You also enter a world of visual enchantments. Working under the name Peter Andrews, Mr. Soderbergh again shows what an exceptional cinematographer he can be, whether shooting on celluloid or in video, with a particular sensitivity to the narrative and graphical uses of color. Many of the casino scenes in this “Ocean’s” look as softly burnished as gold ingots, as if they had been dipped in a 24-karat finishing bath. Perhaps in homage to the mid-1960s Jean-Luc Godard or just because the results look so extraordinary, Mr. Soderbergh occasionally saturates the image with an iridescent red that makes everything inside the frame look as if it were gently vibrating. At other times, he floods the image with a piercing blue that summons up twilight on the Côte d’Azur.

We are a long way from sundown on the Strip and much of contemporary Hollywood too, and so much the better. One of the most creatively restless filmmakers working the studio system today, Mr. Soderbergh has for a number of years divided his time and energy between expensive, star-studded productions like the “Ocean’s” films and smaller projects like “Bubble” (shot in high-definition digital without professional actors). With any other director, the tendency would be to classify the smaller, cheaper films as personal and the bigger, costlier ventures as strictly professional, pounds of flesh that an artist like Mr. Soderbergh must forfeit for experiments (and box office flops) like “The Good German” and his touching, unloved remake of Andrei Tarkovsky’s “Solaris.”

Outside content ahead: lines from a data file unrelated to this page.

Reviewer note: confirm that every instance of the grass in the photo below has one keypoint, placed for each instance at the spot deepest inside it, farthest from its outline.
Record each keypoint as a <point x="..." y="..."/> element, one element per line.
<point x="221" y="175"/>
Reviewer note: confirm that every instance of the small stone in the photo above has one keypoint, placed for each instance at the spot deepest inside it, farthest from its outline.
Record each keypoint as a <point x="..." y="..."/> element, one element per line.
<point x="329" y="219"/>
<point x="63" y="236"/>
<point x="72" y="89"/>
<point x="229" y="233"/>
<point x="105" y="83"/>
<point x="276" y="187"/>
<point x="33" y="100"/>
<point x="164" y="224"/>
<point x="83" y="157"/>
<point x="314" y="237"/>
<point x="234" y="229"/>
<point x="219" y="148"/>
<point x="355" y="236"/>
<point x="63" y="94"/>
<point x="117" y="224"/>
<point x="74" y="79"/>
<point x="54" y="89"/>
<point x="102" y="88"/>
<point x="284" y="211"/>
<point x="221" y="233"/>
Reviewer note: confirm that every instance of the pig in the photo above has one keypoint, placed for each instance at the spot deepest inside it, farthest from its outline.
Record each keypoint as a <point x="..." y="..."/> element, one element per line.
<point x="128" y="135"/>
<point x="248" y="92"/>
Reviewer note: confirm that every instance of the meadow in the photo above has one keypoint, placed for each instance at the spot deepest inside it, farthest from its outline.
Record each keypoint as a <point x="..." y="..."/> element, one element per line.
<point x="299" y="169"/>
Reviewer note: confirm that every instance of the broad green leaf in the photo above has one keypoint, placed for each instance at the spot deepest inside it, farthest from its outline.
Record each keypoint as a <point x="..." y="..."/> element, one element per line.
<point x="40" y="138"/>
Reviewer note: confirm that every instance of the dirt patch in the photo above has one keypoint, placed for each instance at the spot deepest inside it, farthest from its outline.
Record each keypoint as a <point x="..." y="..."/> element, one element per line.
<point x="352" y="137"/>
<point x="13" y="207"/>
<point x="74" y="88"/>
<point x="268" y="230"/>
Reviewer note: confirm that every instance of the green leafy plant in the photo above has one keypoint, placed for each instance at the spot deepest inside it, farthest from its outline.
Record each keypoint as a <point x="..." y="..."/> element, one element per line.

Yet to watch Mr. Clooney, Mr. Pitt and Mr. Damon in the “Ocean’s” films, along with those other merry men — Don Cheadle, Andy Garcia, Bernie Mac, Carl Reiner, Casey Affleck, Scott Caan, Eddie Jemison and Shaobo Qin — is to realize that it’s a mistake to separate Mr. Soderbergh’s personal visions from his professional commitments. All the films are strictly personal; it is just that some, like “The Good German,” have been made more for Mr. Soderbergh’s pleasure than for ours. Part of what makes the “Ocean’s” films, even the self-indulgent second installment, so enjoyable is that they’re not only about Mr. Soderbergh’s obsessive aesthetic investment in every single shot, but they’re also about him trying to make the audience love his images every bit as much as he does.

This isn’t about compromise; it’s about locating that sweet spot between the work of art and the audience, and turning a private reverie into a public expression. One of the truths about Mr. Soderbergh is that while his heart and head seem to lean toward more rarefied film practices, evidenced by his (improved) remake of an art-house heavyweight like “Solaris” and his aggressively anti-aesthetic exercise like “Bubble,” he has over the years also mastered classic Hollywood techniques brilliantly. Playing inside the box and out, he has learned to go against the grain while also going with the flow. In “Ocean’s Thirteen” he proves that in spades by using color like Kandinsky and hanging a funny mustache on Mr. Clooney’s luscious mug, having become a genius of the system he so often resists.

“Ocean’s Thirteen” is rated PG-13. (Parents strongly cautioned.) Gambling looks mighty fun in this film, as does larceny.

OCEAN’S THIRTEEN

Opens today nationwide.

Directed by Steven Soderbergh; written by Brian Koppelman and David Levien; cinematography by Mr. Soderbergh (as Peter Andrews) edited by Stephen Mirrione; music by David Holmes; production designer, Philip Messina; produced by Jerry Weintraub; released by Warner Brothers Pictures. Running time: 113 minutes.

WITH: George Clooney (Danny Ocean), Brad Pitt (Rusty Ryan), Matt Damon (Linus Caldwell), Andy Garcia (Terry Benedict), Don Cheadle (Basher Tarr), Bernie Mac (Frank Catton), Ellen Barkin (Abigail Sponder), Al Pacino (Willy Bank), Casey Affleck (Virgil Malloy), Scott Caan (Turk Malloy), Eddie Jemison (Livingston Dell), Shaobo Qin (Yen), Carl Reiner (Saul Bloom) and Elliott Gould (Reuben Tishkoff).